The Sex Education Show is a British sex education television show. It was presented by Anna Richardson and Dr. Radha Modgil and was broadcast on Channel 4. It was designed to speak frankly about sex to teenagers, answering any questions they had about sexual intercourse, puberty, relationships, body image, etc.

==Series 1 (2008)==
The first series was titled The Sex Education Show. It includes six episodes and was broadcast in September–October 2008.

==Series 2 (2009)==
The second series was titled The Sex Education Show vs Pornography. It includes four episodes and was broadcast between 30 March and 2 April 2009.

==Series 3 (2010)==
The third series was titled The Sex Education Show: Am I Normal?. It includes four episodes and was broadcast from 5–8 July 2010.

==Series 4 (2011)==
The fourth series was titled The Sex Education Show: Stop Pimping Our Kids. It includes four episodes and was broadcast on 19 April 2011, the last episode was shown on 6 December 2011.

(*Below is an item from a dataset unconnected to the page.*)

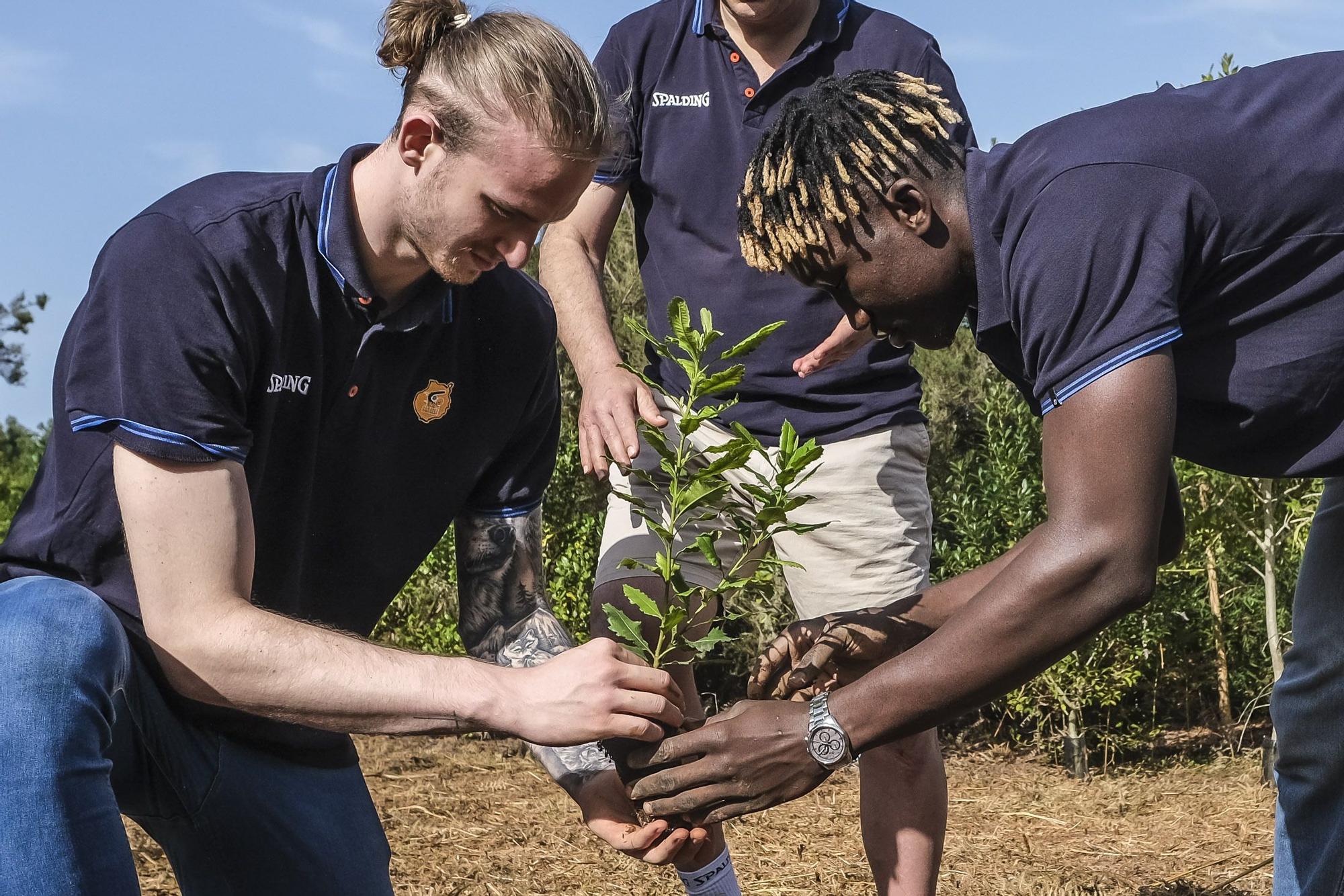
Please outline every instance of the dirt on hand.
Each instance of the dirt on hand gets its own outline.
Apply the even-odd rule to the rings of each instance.
[[[668,868],[601,844],[509,740],[360,737],[364,775],[407,896],[676,896]],[[1249,755],[1078,782],[1007,751],[948,759],[950,818],[939,893],[966,896],[1267,895],[1274,795]],[[728,822],[751,896],[871,896],[857,772]],[[163,852],[128,825],[146,895],[177,893]],[[1258,868],[1257,868],[1258,866]],[[1249,873],[1247,873],[1249,872]]]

This series campaign included the setting up of a Facebook page and a petition. The Facebook page took some criticism for condemning what many believed were perfectly normal children's clothes, and eventually a breakaway satirical Facebook page 'Stop Stop Pimping Our Kids' was set up.

==Series 5 (2011)==
The fifth series was titled The Sex Education Show. It includes six episodes and was broadcast between 19 July and 23 August 2011.

==Naked Education==
In April 2023, Channel 4 launched a new educational format of similar nature to The Sex Education Show; again fronted by Richardson, joined on this series by Dr. Alex George and Yinka Bokinni, Naked Education has a title reminiscent of Richardson's Channel 4 dating series Naked Attraction, but is otherwise unconnected to that programme.